I am trying to build a ranker for a demonstration. I did the \"automatic training\" and i got OK results (could be better) I am trying to go into manual training but I am confus
The training data is meant to train a learning-to-rank (L2R) algorithm. The L2R approach is to first take a list of candidate answers
(e.g. documents in a search result page) that were generated in response to a query
(aka question) and represent each query-answer pair
as a set of features. Each feature hopefully captures some representation of how well that particular candidate answer matches the query. Each line in the training data represents the feature values belonging to one of these query-answer pairs.
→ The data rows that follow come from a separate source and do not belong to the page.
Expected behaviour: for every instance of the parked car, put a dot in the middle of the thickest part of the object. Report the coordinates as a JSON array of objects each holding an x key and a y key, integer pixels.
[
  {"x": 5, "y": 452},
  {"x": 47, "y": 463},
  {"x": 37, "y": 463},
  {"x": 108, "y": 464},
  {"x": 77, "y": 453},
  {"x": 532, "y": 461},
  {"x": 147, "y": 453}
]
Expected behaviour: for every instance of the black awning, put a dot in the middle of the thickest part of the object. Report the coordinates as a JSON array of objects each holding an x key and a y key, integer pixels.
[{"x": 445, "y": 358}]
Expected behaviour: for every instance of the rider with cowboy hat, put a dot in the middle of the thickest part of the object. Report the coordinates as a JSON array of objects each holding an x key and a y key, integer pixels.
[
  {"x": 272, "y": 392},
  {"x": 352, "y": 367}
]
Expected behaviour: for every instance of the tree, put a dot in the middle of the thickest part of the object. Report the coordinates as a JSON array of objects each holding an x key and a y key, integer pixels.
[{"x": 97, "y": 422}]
Because the training data contains feature vectors from lots of different queries (and corresponding search results), the first column uses a query id to tie together different candidate answers that were generated in response to a single query.
As you said, the last column simple captures whether a human annotator believed that the answer was actually relevant to the question or not. The 0-4 scale is not mandatory. 0 always represents irrelevant. But after that you can use whatever scale makes sense for your use case (often people just use a 0-1 binary scale when there is limited data since this reduces complexity).
The python script made available on the documentation page that you referenced will actually go through the process of generating candidate answers and corresponding feature vectors given a file containing different queries. You may wish to step through the code in that script to get a better idea of how you might create your training data.